A couple of years ago, late on a Friday morning, I found myself in the back of an ambulance, gripped by the worst stomach pain imaginable. Turns out I was having a gall bladder attack – definitely not a fun way to spend the weekend.
My doctor’s prescription: Start eating a lower-fat, more fruit-and-vegetable focused diet.
Lucky for me, for a city with the nickname “Cowtown,” Fort Worth has a surprising number of options when it comes to eating vegan, vegetarian or gluten-free. The most famous healthy eating spot in town, of course, is Spiral Diner and Bakery, Fort Worth’s first vegan restaurant, which opened all the way back in 2002. Eschewing any animal products, and using as many organic ingredients as possible, the restaurant features a surprisingly expansive menu; there are also numerous gluten-free options, for those with gluten sensitivity.
Indeed, in the two years since the afore-mentioned gall bladder incident, I’ve become a regular at Spiral, where I usually start with the excellent hummus and corn chips, before ordering one of their soy patty veggie burgers, topped with chipotle mayonnaise, lettuce, tomato, and pickled jalapeños. I always wash it all down with one of the organic beers on the menu – a delicious meal that definitely doesn’t leave me hankering for chicken or beef.
More recently, though, a new player has emerged for Fort Worth veggie-lovers. Good Karma Kitchen is a food truck that first rolled into town in 2011, specializing in vegetarian and gluten-free creations. You’ll usually find it parked on weekends at Clear Fork Food Park, though make sure to check the Good Karma’s web site to find out its exact location. (The truck is also available for catering and special events.)

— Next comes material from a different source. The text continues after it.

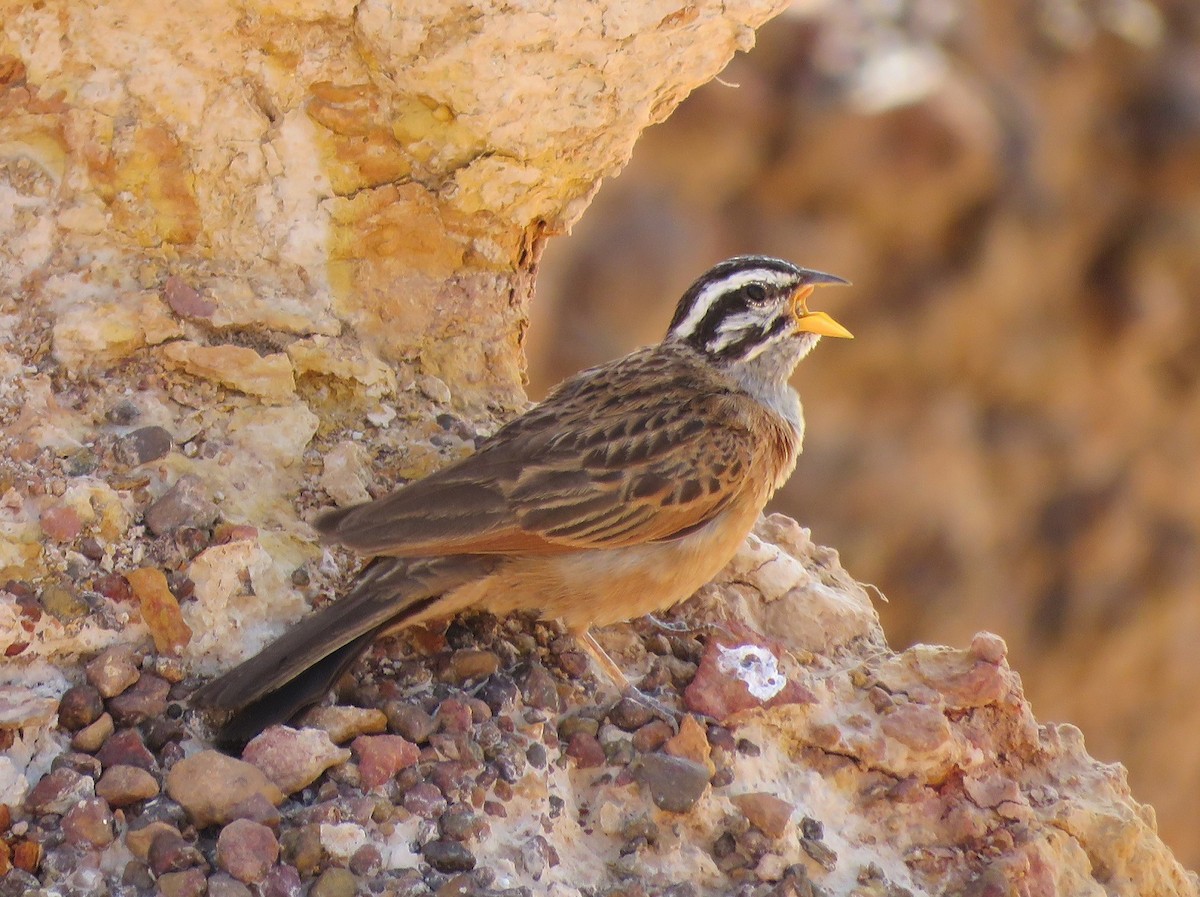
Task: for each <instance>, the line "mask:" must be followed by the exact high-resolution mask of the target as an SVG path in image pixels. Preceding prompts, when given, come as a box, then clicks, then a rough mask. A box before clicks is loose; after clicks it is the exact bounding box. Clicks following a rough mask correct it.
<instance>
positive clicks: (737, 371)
mask: <svg viewBox="0 0 1200 897" xmlns="http://www.w3.org/2000/svg"><path fill="white" fill-rule="evenodd" d="M818 338H820V337H816V336H811V337H810V336H809V335H805V336H804V337H802V338H800V339H791V341H787V342H786V343H781V344H775V345H772V347H769V348H768V349H767V350H766V351H763V353H760V354H758V355H756V356H755V357H752V359H750V360H748V361H743V362H740V363H737V365H731V366H730V367H728V368H727V369H726V373H727V374H728V375H730V378H731V379H733V381H734V383H737V385H738V386H740V387H742V389H743V390H745V391H746V392H748V393H750V395H751V396H754V397H755V398H756V399H757V401H758V402H762V404H764V405H766V407H767V408H769V409H770V410H773V411H774V413H775V414H778V415H779V416H780V417H782V419H784V420H785V421H787V422H788V423H791V425H792V428H793V429H794V431H796V435H797V438H798V439H799V440H800V441H803V439H804V409H803V408H802V407H800V397H799V396H798V395H797V392H796V390H793V389H792V387H791V385H790V384H788V383H787V378H788V377H791V374H792V369H793V368H794V367H796V365H797V362H799V360H800V359H803V357H804V356H805V355H808V354H809V353H810V351H811V350H812V347H814V345H816V343H817V339H818Z"/></svg>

On a recent visit, we tried the Spicy Asain tacos: a gluten-free tortilla filled with Korean BBQ-style tofu, and then topped with jalapeno-lime cream, shaved vegetables and garlic-ginger pickles. Forget all your spongy, bland associations with tofu – this version is nicely crispy, with a sharp kick of spice; the toppings – especially those terrific pickles – prove the perfect tangy counterpoint.
We were also fans of the “deconstructed tamales”: No messy, soggy corn husks here, only a nearly prepared square of corn masa, topped with a black-eyed pea and corn relish. The masa is moist, and the relish offers texture and flavor – but what pulls the dish together is the marvelous bloody mary salsa, which offers just the right balance between acidity, sweetness and peppery bite.
The Good Karma menu features a number of other Mexican-inspired options, including their version of Frito pie (a three-bean chili, topped with cheddar cheese and Frito chips), and the meatless Karma Asada “tacos.” One of my favorite things about this food truck, though, is its list of specialty drink, including the strawberry basil lemonade and Organic Texas peach tea – especially good choices if you’re taking a break after a bike road along the Trinity trails.
Indeed, you know Good Karma Kitchen is doing something right: It actually makes you look forward to exercise and eating right.